Stuart Pearce's season, lengthier and more painful than most, reached an agonising end in the Netherlands last week. Yet in the process, the proudest of patriots restored England's reputation for heroic failure in international tournaments, earning a rapid personal rehabilitation after Manchester City's decline.

Because the England Under-21s, while exiting the European Championships at the semi-finals after the most dramatic of penalty shootouts, stood in stark contrast to the senior side with their ignominious failure in last year's World Cup.

That was among the most talented of teams in the tournament, yet noted for constant self-pitying whingeing. Pearce's protégés, however, were denied many of their most gifted players, from the refuseniks David Bentley and Gabriel Agbonlahor to the injured Darren Bent, Micah Richards, Curtis Davies and Theo Walcott, not to mention those who were eligible but had long progressed to the full team, a list headed by Wayne Rooney but also including Stewart Downing and Jermaine Jenas.

In their absence, fringe players emerged. Nedum Onuoha, expected to rank fourth of the four central defenders in Pearce's party, showed his maturity in starting every game. In the centre of midfield, Mark Noble, maintaining his end-of-season form, displaced Tom Huddlestone. In attack, Leroy Lita's ebullience enabled him to recover from embarrassing misses to score three times.

Yet, although they were the first England team for almost two decades to reach the last four, it is unlikely that an entire generation will graduate to the full team. Indeed, the last English winners, the class of 1984, don't provide an encouraging precedent. They accumulated only 83 caps, 56 of them shared by Steve Hodge and Mark Hateley, worthy players but hardly in the category of all-time greats.

The current squad already have recognition from Steve McClaren, granted to David Nugent and Kieran Richardson who, despite his eight full caps, contrived to be culled from Pearce's side for the semi-final, a sign of his continuing mediocrity. Instead, judging by his manager's eulogy, Steven Taylor is the most likely candidate to feature for the first team. His bravery in the semi-final invoked mentions of Terry Butcher, a man with a similar outlook to Pearce himself. Yet John Terry and Jamie Carragher block the way for committed central defenders with lionheart pretensions.

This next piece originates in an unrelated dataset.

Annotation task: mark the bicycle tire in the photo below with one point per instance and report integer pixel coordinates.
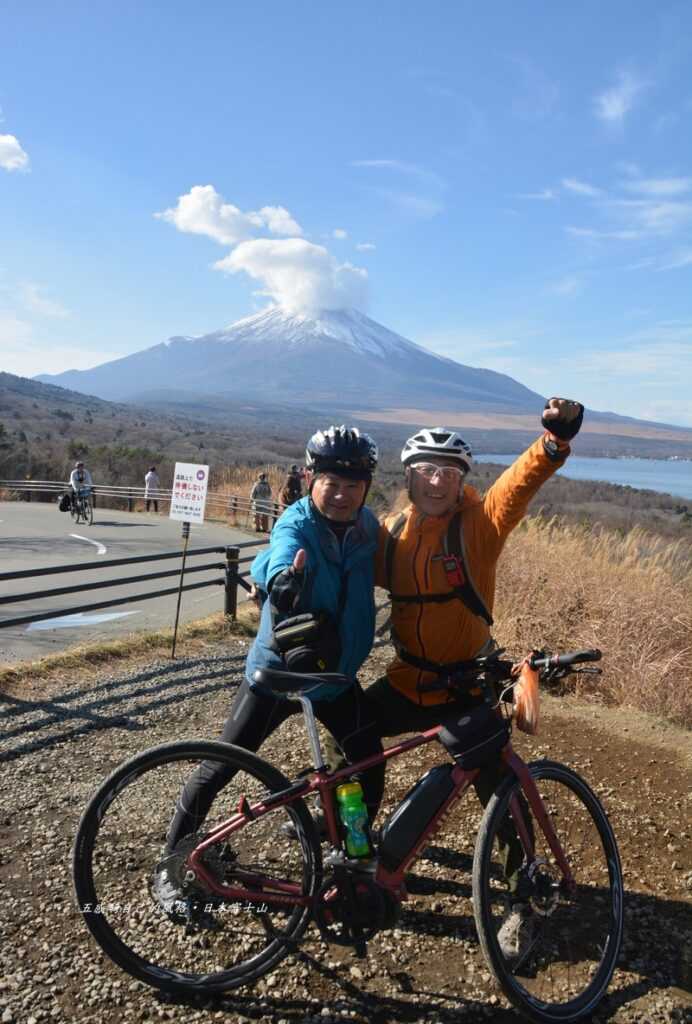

The captain Nigel Reo-Coker, singled out for praise by UEFA's Roy Hodgson, provided an injection of energy without suggesting he will displace Steven Gerrard or Owen Hargreaves. While Ashley Young, whose trickery and incision suggest Martin O'Neill's £9.65million valuation may not be so excessive, could present McClaren with a speedier alternative on the left flank.

On the right, the estimable James Milner, whose season eventually entailed an exhausting 64 games, also emerged with a greater reputation. However, the Newcastle winger's eventual lot is more likely to be a record tally of Under-21 caps rather than a call from McClaren. Indeed, the individual with the greatest cause for optimism may be Scott Carson, who himself passed the previous record of 27 appearances for the Under-21s and was arguably England's player of the tournament.

At times, he needed to be. Mirroring the senior side, ball retention was a problem for England, the reversion to a four-man midfield enabling opponents to dominate possession.

Others displayed a greater aptitude for it. Among the most impressive, despite their failure to progress from the group stages, were Italy. An unexpected weakness at the heart of their defence proved costly, but in other departments of the team, they showed enough to suggest that Pierluigi Casiraghi may have managed the long-term successors to Marcello Lippi's World Cup winners.

The captain and left-back Giorgio Chiellini bears a physical resemblance to Marco Materazzi and plays with the same determination as the Inter defender. Giampaolo Pazzini, scorer of the first Wembley hat-trick, is another potential recruit for the Azzurri, along with the attacking midfielder Riccardo Montolivo. Their most accomplished player, however, was the Roma midfielder Alberto Aquilani, already a full international and a reason why Italy should have progressed to the last four.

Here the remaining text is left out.